Special Report: How Rate Hikes Will Affect CRE

The Fed's move shouldn't harm investors' appetites for assets, but more buyers may start looking for deals with shorter-term leases and frequent resets.

New York—In the wake of the Federal Reserve’s announcement this week of intentions to raise interest rates, commercial real estate industry veterans assessed its impact on finance and investment. Although the initial consensus suggests that the initial 25 basis-point increase announced Wednesday would do little to discourage lending and investment in the short term, experts also cautioned that rising rates could eventually exert a dampening effect on the market.

Due to economic growth numbers, active job creation and an already low unemployment rate, the Fed was optimistic about the U.S. economy when approving its only its second rate increase in more than a decade. One month before President-elect Donald Trump takes office, the Fed made plans for not only this week’s increase but three more hikes in 2017.

“One cautionary note is the spike that we are seeing in long-term interest rates.

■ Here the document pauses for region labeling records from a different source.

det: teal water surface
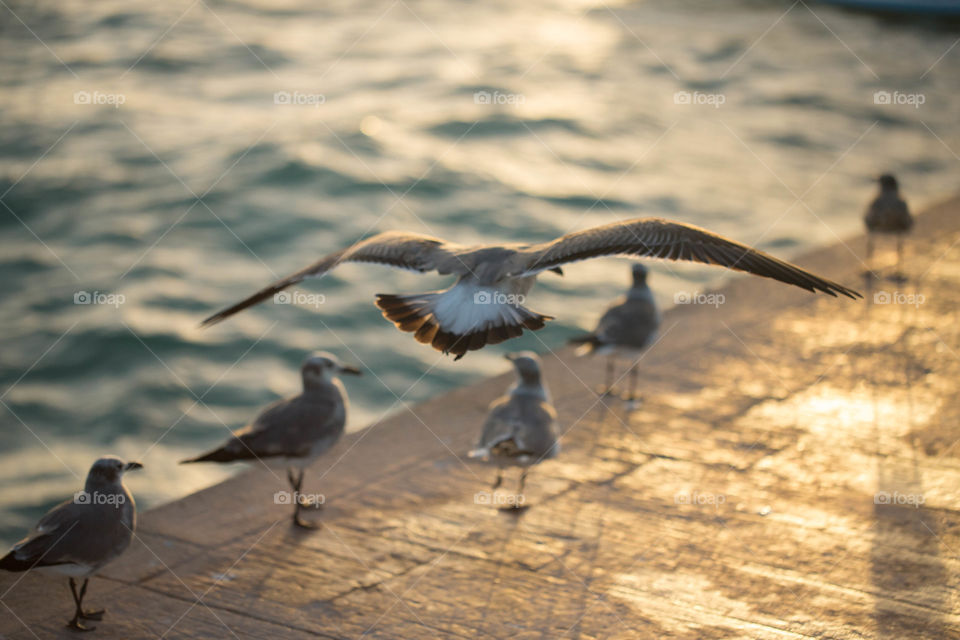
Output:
[0,0,960,543]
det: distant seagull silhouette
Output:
[0,456,143,631]
[469,351,560,509]
[863,173,913,278]
[202,218,862,360]
[180,351,360,529]
[570,262,660,402]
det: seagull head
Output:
[300,351,360,387]
[877,173,897,191]
[87,456,143,485]
[504,351,540,386]
[632,262,650,287]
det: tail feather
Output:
[567,333,603,356]
[180,447,253,464]
[376,290,553,360]
[0,551,36,571]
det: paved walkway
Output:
[0,199,960,640]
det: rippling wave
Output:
[0,0,960,541]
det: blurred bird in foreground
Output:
[0,456,143,631]
[569,262,660,402]
[469,351,560,510]
[202,218,862,360]
[863,173,913,279]
[181,352,360,529]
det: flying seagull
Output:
[180,351,360,529]
[570,262,660,402]
[0,456,143,631]
[469,351,560,509]
[863,173,913,277]
[202,218,862,360]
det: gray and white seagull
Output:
[569,262,660,402]
[202,218,862,360]
[863,173,913,279]
[180,351,360,529]
[0,456,143,631]
[469,351,560,510]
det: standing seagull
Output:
[202,218,863,360]
[180,351,360,529]
[570,262,660,402]
[0,456,143,631]
[863,173,913,278]
[469,351,560,509]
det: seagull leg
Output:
[893,233,907,282]
[80,578,107,620]
[490,467,503,491]
[287,467,321,529]
[627,363,637,404]
[297,469,323,509]
[67,578,96,631]
[501,467,530,514]
[600,355,616,397]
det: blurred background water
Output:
[0,0,960,543]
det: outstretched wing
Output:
[201,231,458,327]
[510,218,863,298]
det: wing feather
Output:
[200,231,455,327]
[510,218,863,298]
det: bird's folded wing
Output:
[201,231,457,327]
[236,398,345,457]
[510,218,863,298]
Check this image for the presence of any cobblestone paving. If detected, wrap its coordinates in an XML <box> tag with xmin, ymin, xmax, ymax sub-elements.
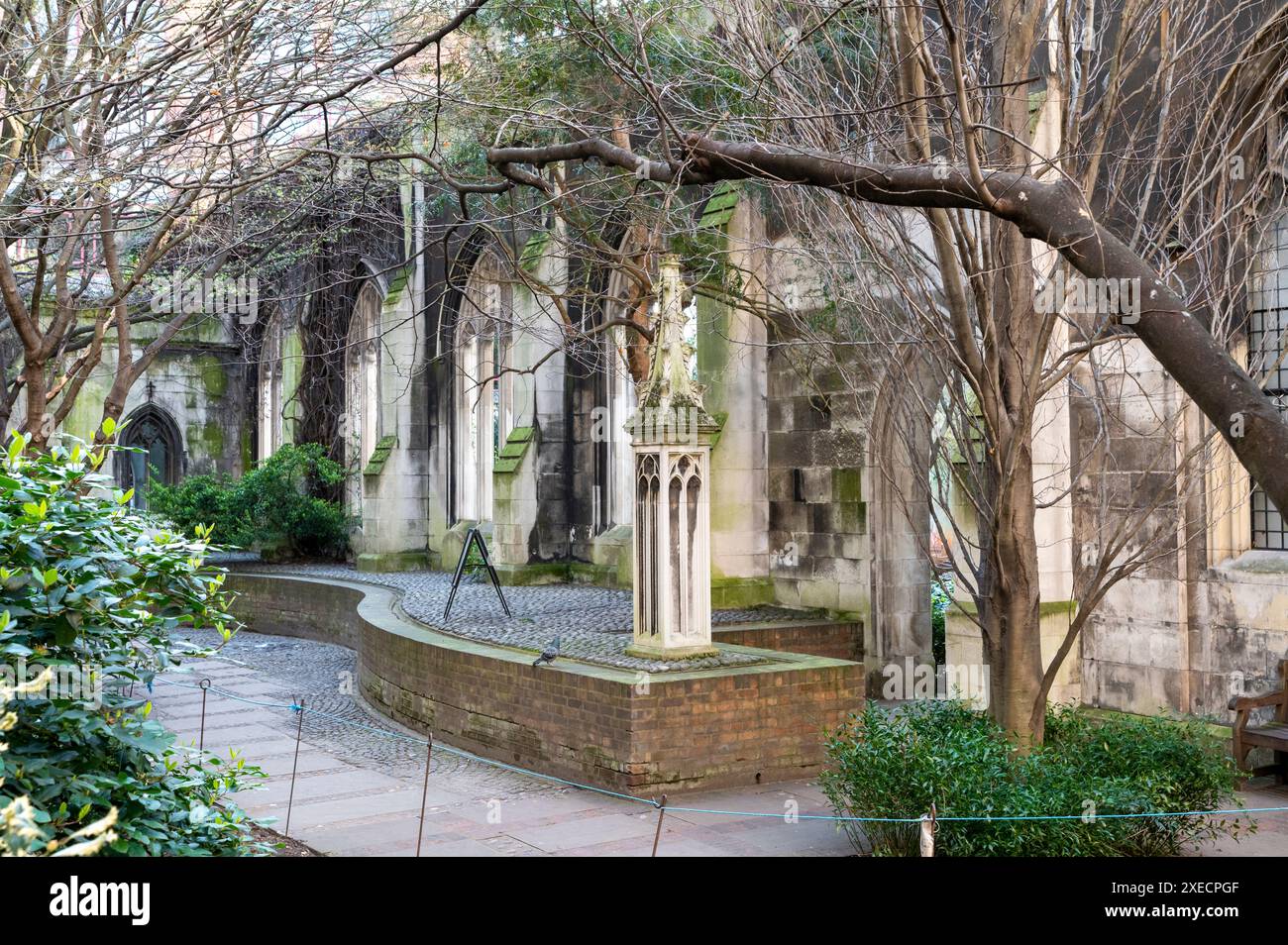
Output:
<box><xmin>231</xmin><ymin>562</ymin><xmax>814</xmax><ymax>672</ymax></box>
<box><xmin>175</xmin><ymin>630</ymin><xmax>557</xmax><ymax>797</ymax></box>
<box><xmin>152</xmin><ymin>631</ymin><xmax>851</xmax><ymax>856</ymax></box>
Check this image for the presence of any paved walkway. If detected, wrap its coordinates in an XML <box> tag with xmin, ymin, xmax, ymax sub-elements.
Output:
<box><xmin>152</xmin><ymin>632</ymin><xmax>853</xmax><ymax>856</ymax></box>
<box><xmin>152</xmin><ymin>632</ymin><xmax>1288</xmax><ymax>856</ymax></box>
<box><xmin>236</xmin><ymin>563</ymin><xmax>818</xmax><ymax>672</ymax></box>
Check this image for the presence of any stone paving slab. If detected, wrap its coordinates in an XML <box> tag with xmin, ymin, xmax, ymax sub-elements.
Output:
<box><xmin>233</xmin><ymin>563</ymin><xmax>818</xmax><ymax>672</ymax></box>
<box><xmin>152</xmin><ymin>635</ymin><xmax>1288</xmax><ymax>856</ymax></box>
<box><xmin>154</xmin><ymin>635</ymin><xmax>851</xmax><ymax>856</ymax></box>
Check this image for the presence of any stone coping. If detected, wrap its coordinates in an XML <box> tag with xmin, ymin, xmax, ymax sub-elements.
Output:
<box><xmin>231</xmin><ymin>563</ymin><xmax>834</xmax><ymax>674</ymax></box>
<box><xmin>228</xmin><ymin>572</ymin><xmax>864</xmax><ymax>795</ymax></box>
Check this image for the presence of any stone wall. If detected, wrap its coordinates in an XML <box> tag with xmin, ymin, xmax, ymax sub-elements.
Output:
<box><xmin>768</xmin><ymin>348</ymin><xmax>870</xmax><ymax>618</ymax></box>
<box><xmin>228</xmin><ymin>575</ymin><xmax>863</xmax><ymax>795</ymax></box>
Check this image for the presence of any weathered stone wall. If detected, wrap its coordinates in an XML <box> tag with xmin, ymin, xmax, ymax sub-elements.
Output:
<box><xmin>228</xmin><ymin>575</ymin><xmax>863</xmax><ymax>794</ymax></box>
<box><xmin>768</xmin><ymin>348</ymin><xmax>870</xmax><ymax>619</ymax></box>
<box><xmin>352</xmin><ymin>269</ymin><xmax>430</xmax><ymax>571</ymax></box>
<box><xmin>1074</xmin><ymin>341</ymin><xmax>1288</xmax><ymax>717</ymax></box>
<box><xmin>58</xmin><ymin>314</ymin><xmax>255</xmax><ymax>475</ymax></box>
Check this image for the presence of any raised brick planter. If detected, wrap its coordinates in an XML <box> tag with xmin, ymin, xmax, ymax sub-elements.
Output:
<box><xmin>228</xmin><ymin>575</ymin><xmax>863</xmax><ymax>794</ymax></box>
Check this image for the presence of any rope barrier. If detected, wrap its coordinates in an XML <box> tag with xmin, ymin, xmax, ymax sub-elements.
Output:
<box><xmin>156</xmin><ymin>676</ymin><xmax>1288</xmax><ymax>824</ymax></box>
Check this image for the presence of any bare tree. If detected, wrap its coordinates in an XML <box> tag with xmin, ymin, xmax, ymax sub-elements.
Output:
<box><xmin>469</xmin><ymin>0</ymin><xmax>1288</xmax><ymax>744</ymax></box>
<box><xmin>0</xmin><ymin>0</ymin><xmax>484</xmax><ymax>450</ymax></box>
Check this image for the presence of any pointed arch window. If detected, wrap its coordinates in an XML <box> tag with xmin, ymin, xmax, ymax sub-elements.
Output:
<box><xmin>454</xmin><ymin>254</ymin><xmax>514</xmax><ymax>521</ymax></box>
<box><xmin>340</xmin><ymin>282</ymin><xmax>381</xmax><ymax>501</ymax></box>
<box><xmin>1248</xmin><ymin>211</ymin><xmax>1288</xmax><ymax>551</ymax></box>
<box><xmin>116</xmin><ymin>404</ymin><xmax>183</xmax><ymax>510</ymax></box>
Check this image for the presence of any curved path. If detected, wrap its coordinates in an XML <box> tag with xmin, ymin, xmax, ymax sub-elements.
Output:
<box><xmin>152</xmin><ymin>632</ymin><xmax>854</xmax><ymax>856</ymax></box>
<box><xmin>233</xmin><ymin>563</ymin><xmax>819</xmax><ymax>672</ymax></box>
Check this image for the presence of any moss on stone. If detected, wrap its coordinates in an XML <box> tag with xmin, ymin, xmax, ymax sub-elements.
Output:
<box><xmin>832</xmin><ymin>469</ymin><xmax>863</xmax><ymax>502</ymax></box>
<box><xmin>355</xmin><ymin>551</ymin><xmax>426</xmax><ymax>575</ymax></box>
<box><xmin>711</xmin><ymin>576</ymin><xmax>774</xmax><ymax>610</ymax></box>
<box><xmin>197</xmin><ymin>354</ymin><xmax>228</xmax><ymax>400</ymax></box>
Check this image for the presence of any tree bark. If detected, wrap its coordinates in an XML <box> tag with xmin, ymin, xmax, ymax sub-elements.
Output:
<box><xmin>486</xmin><ymin>135</ymin><xmax>1288</xmax><ymax>510</ymax></box>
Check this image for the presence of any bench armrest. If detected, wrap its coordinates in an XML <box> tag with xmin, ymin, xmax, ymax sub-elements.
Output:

At this writing, the 10-year Treasury note yield has jumped from 2.43 percent just before the Fed announcement to 2.56 percent,” said Ken McCarthy, principal economist at Cushman & Wakefield. “Before the election, the 10-year Treasury yield was roughly 1.75 percent. One factor supporting real estate values this cycle has been the low level of long-term interest rates. If these rates rise sharply and stay high, it could leave investors to reassess their return expectations.”

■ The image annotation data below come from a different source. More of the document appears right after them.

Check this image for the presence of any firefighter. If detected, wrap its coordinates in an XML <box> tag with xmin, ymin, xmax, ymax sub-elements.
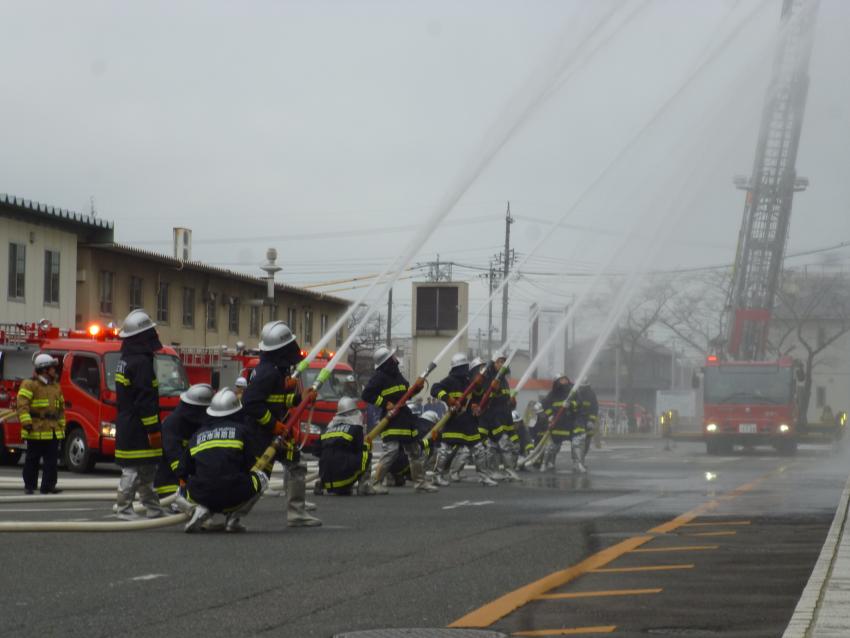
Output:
<box><xmin>540</xmin><ymin>374</ymin><xmax>575</xmax><ymax>472</ymax></box>
<box><xmin>361</xmin><ymin>346</ymin><xmax>438</xmax><ymax>494</ymax></box>
<box><xmin>115</xmin><ymin>309</ymin><xmax>164</xmax><ymax>520</ymax></box>
<box><xmin>242</xmin><ymin>321</ymin><xmax>322</xmax><ymax>527</ymax></box>
<box><xmin>319</xmin><ymin>397</ymin><xmax>375</xmax><ymax>496</ymax></box>
<box><xmin>478</xmin><ymin>351</ymin><xmax>519</xmax><ymax>481</ymax></box>
<box><xmin>177</xmin><ymin>388</ymin><xmax>269</xmax><ymax>533</ymax></box>
<box><xmin>570</xmin><ymin>381</ymin><xmax>599</xmax><ymax>473</ymax></box>
<box><xmin>233</xmin><ymin>376</ymin><xmax>248</xmax><ymax>401</ymax></box>
<box><xmin>153</xmin><ymin>383</ymin><xmax>215</xmax><ymax>509</ymax></box>
<box><xmin>17</xmin><ymin>352</ymin><xmax>65</xmax><ymax>494</ymax></box>
<box><xmin>431</xmin><ymin>352</ymin><xmax>497</xmax><ymax>486</ymax></box>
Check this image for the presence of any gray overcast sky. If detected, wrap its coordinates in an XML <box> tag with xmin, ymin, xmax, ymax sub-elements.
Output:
<box><xmin>0</xmin><ymin>0</ymin><xmax>850</xmax><ymax>348</ymax></box>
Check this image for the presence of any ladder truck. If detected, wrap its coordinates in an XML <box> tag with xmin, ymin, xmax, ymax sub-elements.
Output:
<box><xmin>702</xmin><ymin>0</ymin><xmax>836</xmax><ymax>454</ymax></box>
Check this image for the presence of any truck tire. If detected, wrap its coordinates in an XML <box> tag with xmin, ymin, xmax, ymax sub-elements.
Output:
<box><xmin>0</xmin><ymin>444</ymin><xmax>24</xmax><ymax>465</ymax></box>
<box><xmin>62</xmin><ymin>427</ymin><xmax>94</xmax><ymax>474</ymax></box>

Ronald Dickerman, founder & president of Madison International Realty

Ronald Dickerman, founder & president of Madison International Realty

Given president-elect Donald Trump’s proposals to lower corporate and individual income taxes, roll back regulation and step up stimulative spending on defense and infrastructure, many decision-makers are taking potentially sweeping policy changes into account as they plan development and investment strategies.

With the rise of interest rates, companies are going to want fixed rates going forward, should continue to be mindful of the rising interest rate environment and should be aware that borrowing costs will be higher, depending on the size of the deal or the project. Whatever effect the hikes may bring, they should have little effect on the appetite for assets.

“I think it’s only a quarter of a point, so it’s unlikely that rate increase alone will make the difference between a positive or a no-go decision,” said Ronald Dickerman, founder & president of Madison International Realty, the New York City-based private equity investment firm. “I think that it’s more of the glide path that we’re going to live through a rising interest rate environment and steady into 2017.”

“It’s not the quarter of a point that happened Wednesday, but the point, point and a half that’s going to happen over the next year,” Dickerman added. “We’ve been very spoiled as real estate investors, given how low rates have been for so long. We’ve had a pretty good environment to borrow positive leverage.”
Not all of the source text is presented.